The required court appearance is to prompt people to get dog licenses, he said.

In the past, people received a courtesy warning for an unlicensed dog picked up by animal control, but a case of rabies in Green Creek in December changed that, Candell said.

A bullmastiff killed a rabid raccoon Dec. 22; the dog was fine, was vaccinated for rabies and only needed a booster shot, according to Candell.

Middle’s zero-tolerance policy starts Feb. 1. Candell said unlicensed dog owners will receive a summons to appear in Middle Township Court and a license application.

The state requires dogs at least 7 months be licensed, and each year the licenses must be renewed.

Candell did not know how many dogs were licensed in Middle Township when interviewed this week, and those numbers were not available Monday afternoon.

“It’s still early, it’s not the end of the month yet,” he said.

There were 106 people who bought licenses for their dogs during a free rabies clinic Saturday, Jan. 26, at the township’s public works garage in Cape May Court House. Candell said 166 animals were vaccinated for rabies at the clinic.

That more than doubled compared to past rabies clinics, he said.

The township held three rabies clinics in 2012, according to Candell.

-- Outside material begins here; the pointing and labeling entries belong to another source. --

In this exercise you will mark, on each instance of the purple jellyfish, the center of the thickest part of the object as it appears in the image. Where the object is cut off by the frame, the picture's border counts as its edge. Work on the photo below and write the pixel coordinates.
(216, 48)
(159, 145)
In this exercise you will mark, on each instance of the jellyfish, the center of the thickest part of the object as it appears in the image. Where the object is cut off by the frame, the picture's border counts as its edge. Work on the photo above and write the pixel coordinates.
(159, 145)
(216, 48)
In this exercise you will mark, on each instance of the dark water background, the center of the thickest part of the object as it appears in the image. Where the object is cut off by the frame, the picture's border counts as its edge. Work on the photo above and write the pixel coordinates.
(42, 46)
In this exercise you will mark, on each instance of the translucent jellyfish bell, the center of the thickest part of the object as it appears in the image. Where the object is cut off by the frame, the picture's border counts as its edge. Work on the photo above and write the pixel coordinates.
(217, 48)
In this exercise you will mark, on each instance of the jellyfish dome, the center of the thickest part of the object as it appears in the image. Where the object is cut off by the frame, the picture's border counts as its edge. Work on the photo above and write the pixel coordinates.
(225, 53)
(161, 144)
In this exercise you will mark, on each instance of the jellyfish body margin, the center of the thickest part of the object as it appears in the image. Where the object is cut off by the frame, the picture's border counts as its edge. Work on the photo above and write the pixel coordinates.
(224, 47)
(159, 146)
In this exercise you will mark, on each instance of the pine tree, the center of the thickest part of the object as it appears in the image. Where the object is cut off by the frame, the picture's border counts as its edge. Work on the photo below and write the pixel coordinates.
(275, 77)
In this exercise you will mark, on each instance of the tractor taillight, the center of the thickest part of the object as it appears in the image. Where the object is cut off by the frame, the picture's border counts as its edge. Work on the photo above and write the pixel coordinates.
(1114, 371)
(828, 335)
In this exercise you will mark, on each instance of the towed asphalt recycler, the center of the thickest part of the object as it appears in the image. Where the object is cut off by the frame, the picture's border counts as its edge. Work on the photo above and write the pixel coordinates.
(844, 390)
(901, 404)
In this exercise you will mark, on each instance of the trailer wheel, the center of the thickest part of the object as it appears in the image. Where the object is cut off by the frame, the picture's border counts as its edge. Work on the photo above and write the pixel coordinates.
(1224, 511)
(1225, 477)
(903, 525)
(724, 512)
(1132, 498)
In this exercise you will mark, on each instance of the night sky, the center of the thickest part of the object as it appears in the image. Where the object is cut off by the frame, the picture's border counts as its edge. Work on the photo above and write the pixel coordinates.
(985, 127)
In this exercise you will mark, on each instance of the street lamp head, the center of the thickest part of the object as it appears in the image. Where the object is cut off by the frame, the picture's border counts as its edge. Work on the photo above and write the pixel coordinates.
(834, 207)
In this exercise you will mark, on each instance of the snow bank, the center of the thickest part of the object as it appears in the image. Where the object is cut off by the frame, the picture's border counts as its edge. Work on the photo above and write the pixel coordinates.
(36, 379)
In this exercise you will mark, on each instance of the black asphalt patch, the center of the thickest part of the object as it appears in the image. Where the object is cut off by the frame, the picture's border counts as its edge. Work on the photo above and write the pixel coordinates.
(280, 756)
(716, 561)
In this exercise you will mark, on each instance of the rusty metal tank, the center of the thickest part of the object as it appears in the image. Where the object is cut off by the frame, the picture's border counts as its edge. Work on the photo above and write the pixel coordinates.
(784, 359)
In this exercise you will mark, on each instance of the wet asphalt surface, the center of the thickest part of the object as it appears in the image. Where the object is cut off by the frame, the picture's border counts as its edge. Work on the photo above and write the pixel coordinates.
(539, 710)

A licensed dog lets animal control know if the animal had its rabies shot, Candell said. Being vaccinated for rabies is a requirement for a license, he said.

Fines for not having a dog licensed begin at $50, according to Candell. Cost for a license for a spayed or neutered dog is $8.20 and non-spayed or neutered dog is $11.20.

Animal Control picks up everything from cats to dogs and wildlife like skunks and raccoons, he said.

“If a dog is licensed they will go home,” he said.

Otherwise, Candell said, the dog would be taken to the Cape May County Animal Shelter and Adoption Center on Shelter Road, Cape May Court House.

People also drop off stray animals in secluded areas in Middle Township, but he did not want to say where.

No month is more popular than others for animal control, he said.

“It’s been consistent year round,” Candell said.

Besides serving Middle Township, the township animal control responds to Sea Isle City, Avalon, Stone Harbor, West Wildwood and Cape May Point, according to Candell. Lower Township and Middle Township have a mutual aid agreement, he said.

In 2012, township employees went out into the community to see how many dogs were licensed. Committeewoman Susan DeLanzo called the census successful.

At a Township Committee meeting Jan. 23, she said she would like to have another dog census.

“Most people were appreciative of the visit,” she said.

Animal control has one full-time officer and two substitutes, he said. Candell has been with the township’s animal control since 1998.

Township Committee is looking into outsourcing the department. Two companies submitted bids: Shore Animal Control of Seaville and Tri-County Animal Control Services of Tuckahoe. A decision is expected before March 31.